Since March, Lehi’s Gina Halladay and her friend and business partner, Beth Hawkins, have been collecting quilts and delivering them to refugees from Ukraine. Gina’s husband, Hal Halladay, has traveled to Poland three times since the project began, making unlikely contacts with strangers who are now friends and expanding the mission of the newly-formed non-profit, Wrap Ukraine With Quilts.

“So much of this journey has been about invitation, trust and gratitude,” said Hal Halladay. In May, Gina and Beth hatched the idea to create a sewing workshop in Poland. They invited quilters who have been following their journey on social, newspaper and television stories, and the 31 spots were filled quickly. 

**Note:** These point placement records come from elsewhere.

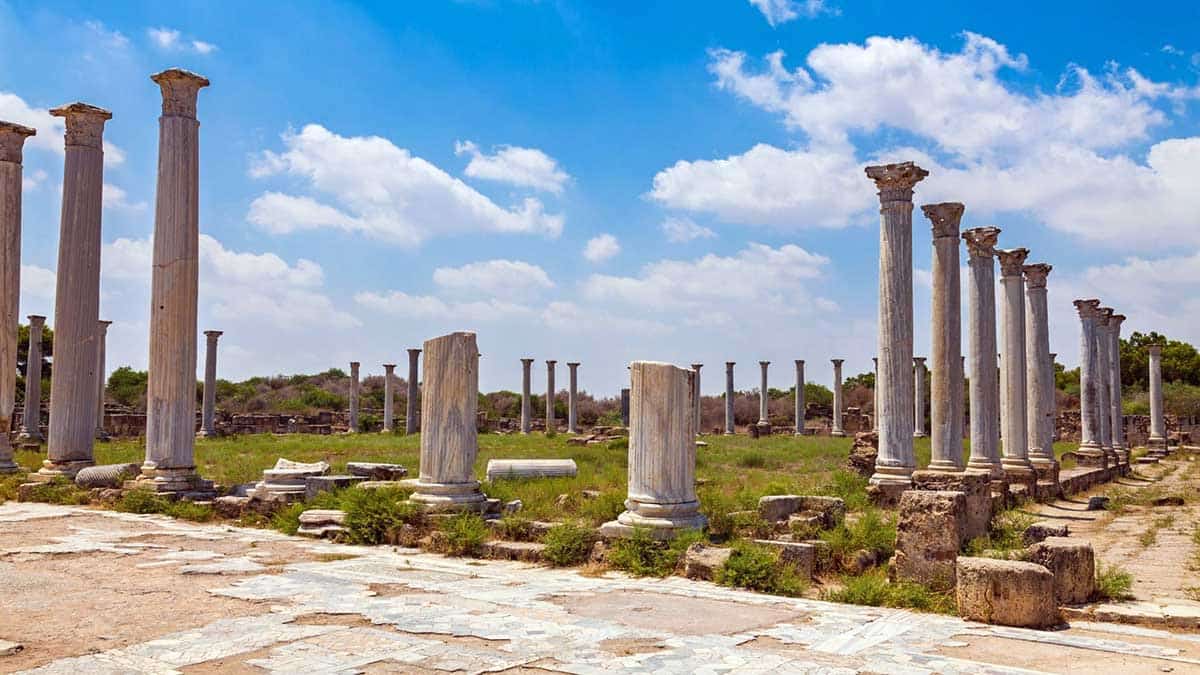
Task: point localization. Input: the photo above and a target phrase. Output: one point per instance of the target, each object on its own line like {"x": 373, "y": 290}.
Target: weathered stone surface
{"x": 1006, "y": 592}
{"x": 930, "y": 530}
{"x": 1073, "y": 565}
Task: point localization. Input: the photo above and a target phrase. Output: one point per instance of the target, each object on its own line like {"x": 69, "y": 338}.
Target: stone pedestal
{"x": 449, "y": 440}
{"x": 661, "y": 454}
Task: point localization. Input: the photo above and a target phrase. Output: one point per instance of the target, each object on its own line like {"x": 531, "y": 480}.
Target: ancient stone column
{"x": 729, "y": 398}
{"x": 1157, "y": 424}
{"x": 895, "y": 461}
{"x": 837, "y": 399}
{"x": 449, "y": 441}
{"x": 77, "y": 294}
{"x": 209, "y": 410}
{"x": 982, "y": 335}
{"x": 101, "y": 357}
{"x": 946, "y": 384}
{"x": 411, "y": 422}
{"x": 918, "y": 395}
{"x": 526, "y": 405}
{"x": 661, "y": 454}
{"x": 1090, "y": 452}
{"x": 1038, "y": 372}
{"x": 389, "y": 375}
{"x": 551, "y": 425}
{"x": 573, "y": 425}
{"x": 12, "y": 141}
{"x": 799, "y": 396}
{"x": 31, "y": 423}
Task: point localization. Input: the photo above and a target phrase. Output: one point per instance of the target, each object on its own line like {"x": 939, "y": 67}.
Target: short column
{"x": 661, "y": 454}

Janene Comer learned about Wrap Ukraine With Quilts from a story in the Lehi Free Press, then met Gina at a Salt Lake City quilt show. “On a personal level, I was looking for a service opportunity and thought it would be good to donate a quilt,” saidComer. She is a producer on the BYUtv series “Making Good”with Kirby Heyborne, and Wrap Ukraine With Quilts appealed to everyone at the show, but they needed an event to film. After meeting Gina in person, Comer offered to do the accounting for the new non-profit (which will soon be rebranded Wrap the World With Quilts), and Comer’s husband donated office space for the hundreds of quilts that are still coming in every week to Gina’s home in Lehi. Comer, Heyborne and the crew of “Making Good” were part of the group of Americans in Poland serving Ukraine refugees last week. They filmed an episode of the show overseas while they were there.

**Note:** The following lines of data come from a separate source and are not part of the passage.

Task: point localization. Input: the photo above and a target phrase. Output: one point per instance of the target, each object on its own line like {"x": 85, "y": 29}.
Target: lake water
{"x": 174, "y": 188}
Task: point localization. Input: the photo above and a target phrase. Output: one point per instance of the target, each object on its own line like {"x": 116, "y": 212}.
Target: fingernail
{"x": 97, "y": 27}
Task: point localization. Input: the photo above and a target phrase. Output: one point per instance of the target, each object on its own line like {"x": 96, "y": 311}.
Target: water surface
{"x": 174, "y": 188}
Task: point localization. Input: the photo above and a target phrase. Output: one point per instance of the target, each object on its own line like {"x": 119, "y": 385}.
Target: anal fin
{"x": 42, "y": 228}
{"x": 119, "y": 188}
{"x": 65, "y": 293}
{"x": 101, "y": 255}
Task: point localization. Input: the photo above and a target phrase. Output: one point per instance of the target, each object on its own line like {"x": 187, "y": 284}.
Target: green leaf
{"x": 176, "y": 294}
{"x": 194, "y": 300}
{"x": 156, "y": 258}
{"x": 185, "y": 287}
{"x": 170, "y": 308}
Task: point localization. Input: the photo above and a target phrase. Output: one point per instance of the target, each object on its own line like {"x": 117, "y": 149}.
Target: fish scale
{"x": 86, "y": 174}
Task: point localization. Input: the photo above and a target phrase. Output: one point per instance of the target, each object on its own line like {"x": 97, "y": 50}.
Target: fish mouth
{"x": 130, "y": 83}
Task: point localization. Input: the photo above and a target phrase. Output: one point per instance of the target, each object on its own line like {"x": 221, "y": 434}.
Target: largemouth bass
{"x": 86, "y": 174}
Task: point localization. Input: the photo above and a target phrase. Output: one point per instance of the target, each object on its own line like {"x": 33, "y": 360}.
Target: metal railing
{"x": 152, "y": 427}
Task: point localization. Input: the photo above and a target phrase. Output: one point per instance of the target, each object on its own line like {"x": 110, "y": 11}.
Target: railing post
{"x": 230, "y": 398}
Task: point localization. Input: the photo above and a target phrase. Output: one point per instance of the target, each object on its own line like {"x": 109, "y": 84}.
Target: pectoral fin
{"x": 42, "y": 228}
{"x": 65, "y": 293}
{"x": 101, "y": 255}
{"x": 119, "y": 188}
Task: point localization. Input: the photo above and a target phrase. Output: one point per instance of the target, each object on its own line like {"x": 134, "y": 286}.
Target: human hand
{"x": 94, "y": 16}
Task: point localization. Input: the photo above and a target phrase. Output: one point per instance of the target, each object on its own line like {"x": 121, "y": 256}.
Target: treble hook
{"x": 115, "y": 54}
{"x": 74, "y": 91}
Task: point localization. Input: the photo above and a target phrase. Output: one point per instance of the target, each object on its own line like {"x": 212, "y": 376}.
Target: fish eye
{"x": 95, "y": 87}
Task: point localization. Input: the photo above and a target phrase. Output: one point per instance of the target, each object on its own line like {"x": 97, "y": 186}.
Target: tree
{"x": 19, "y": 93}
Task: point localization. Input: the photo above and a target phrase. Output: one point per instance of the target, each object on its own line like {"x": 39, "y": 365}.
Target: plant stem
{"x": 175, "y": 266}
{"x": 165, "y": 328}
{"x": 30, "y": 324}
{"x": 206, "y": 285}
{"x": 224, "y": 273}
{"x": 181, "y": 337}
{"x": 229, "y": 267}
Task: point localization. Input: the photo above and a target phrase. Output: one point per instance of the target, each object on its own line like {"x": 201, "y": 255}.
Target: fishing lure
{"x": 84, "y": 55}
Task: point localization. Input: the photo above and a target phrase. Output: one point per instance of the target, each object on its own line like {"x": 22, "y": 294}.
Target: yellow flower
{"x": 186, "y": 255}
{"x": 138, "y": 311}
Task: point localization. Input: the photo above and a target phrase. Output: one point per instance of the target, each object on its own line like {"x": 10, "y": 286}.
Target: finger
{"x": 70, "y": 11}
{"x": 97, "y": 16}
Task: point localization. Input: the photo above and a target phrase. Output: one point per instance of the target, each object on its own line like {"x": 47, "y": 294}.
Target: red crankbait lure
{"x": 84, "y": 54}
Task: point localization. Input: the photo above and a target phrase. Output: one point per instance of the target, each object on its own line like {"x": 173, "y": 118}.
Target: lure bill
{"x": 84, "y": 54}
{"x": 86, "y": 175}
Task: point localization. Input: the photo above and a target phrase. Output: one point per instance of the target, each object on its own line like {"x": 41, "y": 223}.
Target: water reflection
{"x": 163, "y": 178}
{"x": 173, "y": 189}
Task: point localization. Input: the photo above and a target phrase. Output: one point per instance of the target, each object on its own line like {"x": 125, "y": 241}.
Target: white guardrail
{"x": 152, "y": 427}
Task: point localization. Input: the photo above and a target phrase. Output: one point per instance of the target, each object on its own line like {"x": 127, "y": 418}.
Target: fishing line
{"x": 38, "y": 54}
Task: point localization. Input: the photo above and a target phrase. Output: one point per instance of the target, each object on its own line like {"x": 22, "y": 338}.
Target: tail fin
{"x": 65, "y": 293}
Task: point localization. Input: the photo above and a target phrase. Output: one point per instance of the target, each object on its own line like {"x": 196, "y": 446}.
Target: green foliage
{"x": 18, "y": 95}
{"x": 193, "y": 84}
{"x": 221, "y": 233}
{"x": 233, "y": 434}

“What surprised me was that it wasn’t so much about giving away quilts or teaching women to sew; it was making heartfelt connections,” said Comer. “It wasn’t words; it was feelings. For me, it turned from us giving to them into receiving from them this special connection.”

“The film crew said the best part was seeing the Americans interact with the Ukrainian women, teaching them to sew. He[Heyborne] said it was just a blend – he couldn’t tell which ones were Americans and which were Ukrainians. Everyone was smiling. That brought the whole message together,” said Beth Hawkins at the end of our week in Poland.

“We came to Krakow to deliver quilts to women and children living as refugees, to teach sewing skills workshops, to set up a sewing center and to make quilts with women while here,” said Tamara White, a quilter from Massachusetts. “We left so much more enriched and blessed by what was given than by what we offered. My heart is overflowing. Some of that is with love and compassion, but it’s also with the aching that comes from awareness and witnessing pain, weight at wanting change and relief, and desire to do more.”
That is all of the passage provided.